现在只需要专心考虑怎么对付海边的那批禽人,虽然代价有点大,但锋锐终于还是以一军之力,将形势重新逆转了回来。
……
大多数的锋锐都换上了轻装,由伏符带领着,在林中围剿残敌,此时应该也是到了尾声,陆续有队伍回转。士卒们早就疲惫不堪了,一边拖沓着步伐,一边抓紧时间把干硬难咽的干粮塞入口中。
另有少部分未参与追击的,则由丑诵安排休整、警戒、或者打扫战场,统计伤亡。
虽然统计还没完成,尤其缺少林中的那一部分,但此时已经接近半数了。
与禽人的战争,不管输赢,没有一场是不惨重的。尤其是锋锐,仗打得多了,累积下来的伤亡已经是个非常可观的数字了,所以直到现在锋锐军也没有扩编起来,勉强维持在三千。
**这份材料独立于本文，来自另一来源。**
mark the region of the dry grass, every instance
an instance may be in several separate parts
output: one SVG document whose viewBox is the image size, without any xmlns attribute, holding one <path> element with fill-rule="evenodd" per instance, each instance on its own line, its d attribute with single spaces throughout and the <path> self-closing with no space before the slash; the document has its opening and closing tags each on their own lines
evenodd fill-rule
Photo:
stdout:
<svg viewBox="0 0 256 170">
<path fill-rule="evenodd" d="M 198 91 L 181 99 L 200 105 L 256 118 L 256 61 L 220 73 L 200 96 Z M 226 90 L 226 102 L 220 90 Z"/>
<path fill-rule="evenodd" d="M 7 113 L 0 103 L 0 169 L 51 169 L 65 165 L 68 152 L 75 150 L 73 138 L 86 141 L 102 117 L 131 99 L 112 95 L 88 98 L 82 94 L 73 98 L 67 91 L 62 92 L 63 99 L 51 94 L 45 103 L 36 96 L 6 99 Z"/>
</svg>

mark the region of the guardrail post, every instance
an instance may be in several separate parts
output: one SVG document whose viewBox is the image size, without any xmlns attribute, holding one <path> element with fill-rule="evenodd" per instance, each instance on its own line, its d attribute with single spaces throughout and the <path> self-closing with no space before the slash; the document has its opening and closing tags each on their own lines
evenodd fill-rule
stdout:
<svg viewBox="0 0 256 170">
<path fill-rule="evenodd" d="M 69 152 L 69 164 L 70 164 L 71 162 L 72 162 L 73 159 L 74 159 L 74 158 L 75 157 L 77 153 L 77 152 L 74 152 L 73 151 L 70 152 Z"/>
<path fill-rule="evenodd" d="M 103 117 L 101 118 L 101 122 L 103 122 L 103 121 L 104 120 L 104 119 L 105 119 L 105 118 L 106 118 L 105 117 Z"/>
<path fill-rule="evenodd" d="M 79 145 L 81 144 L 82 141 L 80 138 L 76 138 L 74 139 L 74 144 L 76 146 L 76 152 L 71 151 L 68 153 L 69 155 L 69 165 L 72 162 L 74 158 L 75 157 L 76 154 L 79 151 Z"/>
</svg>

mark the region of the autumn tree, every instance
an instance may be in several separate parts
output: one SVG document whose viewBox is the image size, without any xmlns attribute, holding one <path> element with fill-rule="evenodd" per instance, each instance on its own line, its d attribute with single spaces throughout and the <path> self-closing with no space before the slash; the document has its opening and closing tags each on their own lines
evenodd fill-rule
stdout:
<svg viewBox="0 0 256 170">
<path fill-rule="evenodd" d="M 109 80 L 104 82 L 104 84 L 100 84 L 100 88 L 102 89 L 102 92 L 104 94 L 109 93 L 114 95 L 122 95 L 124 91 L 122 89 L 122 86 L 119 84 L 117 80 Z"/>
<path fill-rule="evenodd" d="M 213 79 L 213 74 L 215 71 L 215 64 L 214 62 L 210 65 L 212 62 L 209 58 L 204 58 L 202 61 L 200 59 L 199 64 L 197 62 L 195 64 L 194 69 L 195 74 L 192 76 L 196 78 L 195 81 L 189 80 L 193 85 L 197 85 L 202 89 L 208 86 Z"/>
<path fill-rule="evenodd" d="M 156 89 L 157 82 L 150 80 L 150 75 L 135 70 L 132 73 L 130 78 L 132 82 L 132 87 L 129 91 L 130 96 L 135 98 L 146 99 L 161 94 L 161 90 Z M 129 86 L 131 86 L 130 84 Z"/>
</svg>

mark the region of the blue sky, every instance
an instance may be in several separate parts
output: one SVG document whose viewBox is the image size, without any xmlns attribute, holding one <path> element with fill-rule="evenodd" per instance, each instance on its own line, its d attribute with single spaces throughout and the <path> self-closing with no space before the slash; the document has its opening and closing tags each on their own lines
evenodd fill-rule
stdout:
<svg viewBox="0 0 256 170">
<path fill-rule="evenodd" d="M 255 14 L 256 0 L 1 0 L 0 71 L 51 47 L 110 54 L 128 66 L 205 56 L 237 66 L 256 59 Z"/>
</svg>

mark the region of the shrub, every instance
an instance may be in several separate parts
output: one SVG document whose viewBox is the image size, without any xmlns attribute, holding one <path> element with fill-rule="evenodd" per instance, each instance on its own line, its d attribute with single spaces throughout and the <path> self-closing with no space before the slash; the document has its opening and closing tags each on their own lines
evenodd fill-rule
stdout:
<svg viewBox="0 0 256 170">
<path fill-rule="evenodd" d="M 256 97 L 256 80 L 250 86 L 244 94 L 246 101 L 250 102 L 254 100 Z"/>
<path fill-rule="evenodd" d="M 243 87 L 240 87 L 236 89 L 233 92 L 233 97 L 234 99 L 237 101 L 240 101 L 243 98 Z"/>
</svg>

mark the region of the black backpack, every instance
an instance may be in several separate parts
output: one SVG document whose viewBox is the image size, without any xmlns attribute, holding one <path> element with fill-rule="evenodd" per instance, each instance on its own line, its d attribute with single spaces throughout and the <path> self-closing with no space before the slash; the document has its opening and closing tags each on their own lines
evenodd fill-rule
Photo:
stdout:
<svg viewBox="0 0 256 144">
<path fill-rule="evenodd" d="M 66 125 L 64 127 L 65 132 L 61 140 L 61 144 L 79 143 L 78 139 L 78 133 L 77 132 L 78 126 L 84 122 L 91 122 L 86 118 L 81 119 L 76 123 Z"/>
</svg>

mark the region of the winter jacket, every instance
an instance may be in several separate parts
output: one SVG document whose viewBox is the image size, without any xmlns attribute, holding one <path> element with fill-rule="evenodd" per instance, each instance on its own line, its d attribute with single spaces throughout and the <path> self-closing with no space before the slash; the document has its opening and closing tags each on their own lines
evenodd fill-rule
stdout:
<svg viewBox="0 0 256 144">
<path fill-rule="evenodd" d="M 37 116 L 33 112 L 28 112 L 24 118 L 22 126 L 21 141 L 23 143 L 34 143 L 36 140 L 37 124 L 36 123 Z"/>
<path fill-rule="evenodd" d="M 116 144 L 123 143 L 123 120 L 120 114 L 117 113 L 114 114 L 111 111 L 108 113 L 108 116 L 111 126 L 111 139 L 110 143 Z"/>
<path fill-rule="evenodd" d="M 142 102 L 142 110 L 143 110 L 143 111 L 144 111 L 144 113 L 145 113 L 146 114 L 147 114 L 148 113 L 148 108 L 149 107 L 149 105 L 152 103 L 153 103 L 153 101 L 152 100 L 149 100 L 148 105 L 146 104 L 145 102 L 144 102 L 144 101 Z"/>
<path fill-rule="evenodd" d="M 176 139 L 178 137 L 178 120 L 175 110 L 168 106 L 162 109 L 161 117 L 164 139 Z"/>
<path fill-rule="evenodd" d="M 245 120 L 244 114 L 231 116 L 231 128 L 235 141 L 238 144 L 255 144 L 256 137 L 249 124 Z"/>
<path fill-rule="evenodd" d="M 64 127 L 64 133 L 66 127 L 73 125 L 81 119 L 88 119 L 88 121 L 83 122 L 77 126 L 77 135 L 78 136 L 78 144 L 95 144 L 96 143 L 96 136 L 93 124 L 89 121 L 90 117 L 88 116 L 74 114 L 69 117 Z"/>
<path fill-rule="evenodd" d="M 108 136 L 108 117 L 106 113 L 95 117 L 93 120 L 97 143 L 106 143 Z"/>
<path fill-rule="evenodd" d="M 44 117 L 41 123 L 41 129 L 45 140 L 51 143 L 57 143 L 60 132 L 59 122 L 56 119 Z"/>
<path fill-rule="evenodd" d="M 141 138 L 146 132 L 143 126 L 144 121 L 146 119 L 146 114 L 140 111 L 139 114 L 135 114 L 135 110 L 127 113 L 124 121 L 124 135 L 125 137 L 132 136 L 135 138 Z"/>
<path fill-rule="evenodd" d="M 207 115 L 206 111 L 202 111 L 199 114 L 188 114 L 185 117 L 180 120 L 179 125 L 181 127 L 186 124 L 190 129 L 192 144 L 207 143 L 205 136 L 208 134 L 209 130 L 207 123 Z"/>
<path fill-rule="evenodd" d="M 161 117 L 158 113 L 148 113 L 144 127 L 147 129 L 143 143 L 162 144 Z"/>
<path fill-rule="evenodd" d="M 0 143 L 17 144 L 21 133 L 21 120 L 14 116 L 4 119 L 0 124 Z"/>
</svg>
而现在,他们或许悲哀于伤痛,麻木于乏累,但心气反而渐涨,因为在望山的带领下,他们再一次做到了不可能的事情。
……
左弓猛的遗体被找了回来,只是创痕累累,残缺不堪。
望山强撑起身,亲手为其整理衣冠,阖上双眼。
虽是质子,但左弓也是锋锐军年轻一辈中跟随望山时日最久的,常自诩命大,可终是无常,裹尸于此。
这时,一辆轻车自前军大营方向疾驶而来,惶惶然的,卷起一道尘土。
似乎喻示着有什么不祥的事情发生了。
……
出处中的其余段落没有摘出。